The thought scattered. What was he thinking about? Right. Kazhor. Destination. North.
"Need to focus. Can't let thoughts slip away."
But it was so hard. Like trying to hold onto smoke.
On day seven, or maybe day nine, Jake saw something that made his dead heart jump.
Well, if his heart could still jump.
The horde was moving through a narrow valley between ice cliffs. And there, off to the left, maybe twenty yards away, Jake saw movement.
A rabbit.
White fur, almost invisible against the snow. But Jake's dead eyes caught it. Saw it hopping through the snow, looking for whatever frozen rabbits looked for.
It was alone. Away from the horde's path. And Kazhor was ahead, not looking back.
"Can I... can I try?"
Jake tried to move his leg. Tried to step toward the rabbit.
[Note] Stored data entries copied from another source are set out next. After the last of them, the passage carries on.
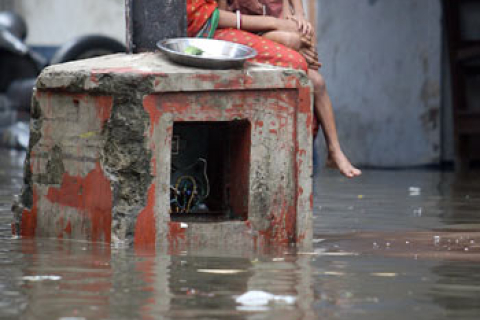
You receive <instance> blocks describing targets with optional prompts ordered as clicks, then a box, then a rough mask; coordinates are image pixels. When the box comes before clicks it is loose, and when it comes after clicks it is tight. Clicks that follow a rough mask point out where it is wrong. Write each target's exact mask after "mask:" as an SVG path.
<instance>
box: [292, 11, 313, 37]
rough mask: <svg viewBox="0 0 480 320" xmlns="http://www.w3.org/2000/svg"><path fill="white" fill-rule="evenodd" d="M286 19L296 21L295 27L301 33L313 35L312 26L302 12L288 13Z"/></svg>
mask: <svg viewBox="0 0 480 320" xmlns="http://www.w3.org/2000/svg"><path fill="white" fill-rule="evenodd" d="M287 19H289V20H293V21H295V22H296V23H297V28H298V31H299V32H300V33H302V34H303V35H310V36H313V27H312V24H311V23H310V22H308V20H307V19H305V17H304V16H303V14H295V15H288V14H287Z"/></svg>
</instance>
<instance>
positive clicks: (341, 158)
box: [326, 150, 362, 178]
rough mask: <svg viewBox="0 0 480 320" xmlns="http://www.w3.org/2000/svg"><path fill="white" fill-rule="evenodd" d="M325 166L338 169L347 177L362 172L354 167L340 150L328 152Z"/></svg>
mask: <svg viewBox="0 0 480 320" xmlns="http://www.w3.org/2000/svg"><path fill="white" fill-rule="evenodd" d="M326 166H327V167H329V168H333V169H338V170H339V171H340V173H341V174H343V175H344V176H345V177H347V178H355V177H358V176H359V175H361V174H362V171H360V170H359V169H357V168H355V167H354V166H353V165H352V164H351V163H350V161H348V159H347V157H346V156H345V154H344V153H343V152H342V151H341V150H339V151H335V152H329V154H328V158H327V163H326Z"/></svg>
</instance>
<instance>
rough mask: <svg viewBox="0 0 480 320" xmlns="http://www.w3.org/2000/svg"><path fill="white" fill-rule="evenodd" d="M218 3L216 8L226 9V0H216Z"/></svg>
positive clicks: (226, 1)
mask: <svg viewBox="0 0 480 320" xmlns="http://www.w3.org/2000/svg"><path fill="white" fill-rule="evenodd" d="M217 3H218V8H219V9H221V10H227V9H228V5H227V0H217Z"/></svg>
Nothing. His body kept following the horde. Kept marching forward with the others.
"Come on. Come ON. Just one step. Just..."
His leg twitched. But didn't step. He had 0.4% control. That was enough to twitch fingers. Not enough to walk independently.
"Not enough. Not enough yet."
The rabbit hopped away, disappearing behind an ice formation.
Jake's body marched on with the horde.
"Soon. I need more points. More control. Then I can hunt. Then I can grind. Then I can get out of this frozen hell."
The thought kept him going. Gave him something to focus on through the fog.
"One point at a time."
The horde stopped again.
But this time, something was different.
Jake felt it before he saw it. A change in the air. A tension. Kazhor's posture shifted slightly. Alert.
Then Jake saw why.
Another figure was approaching from the north. Tall. Impossibly thin. Ice armor gleaming.
Another White Walker.
"Oh no."
The new White Walker moved with that same liquid grace they all seemed to have. Silent. Deadly. It approached Kazhor, and the two stood facing each other.
They didn't speak. Not out loud. But Jake got the sense they were communicating somehow. Some kind of silent exchange with head movement.
The new White Walker's eyes swept over the wight horde. Cold. Analytical. Assessing.
Jake forced himself to stand perfectly still. Empty stare. Slack jaw. Mindless.
"Don't notice me. Don't notice me. I'm just a tool. Just a broken puppet. Nothing special."
The White Walker's gaze passed over him.
Kept moving.
Moved on to the next wight.
Jake didn't let himself relax. Couldn't relax. But internally, a tiny voice said: "Safe. For now."
The two White Walkers continued their silent communication. Then the new one turned and walked away, disappearing back into the northern ice.
Kazhor stood still for a long moment. Then: MARCH.
The horde moved.
And Jake shuffled with them, his foggy mind racing.
"There are more of them. More White Walkers. Of course there are. This isn't just Kazhor. There's a whole... army? Organization? Whatever."
The thought was terrifying.
"And if one of them figures out I'm conscious..."
He didn't want to finish that thought.
"Need to be more careful. Need to get stronger. Need those points."
The frozen wasteland stretched endlessly ahead.
And Jake Morrison, one wight among fifty, kept marching.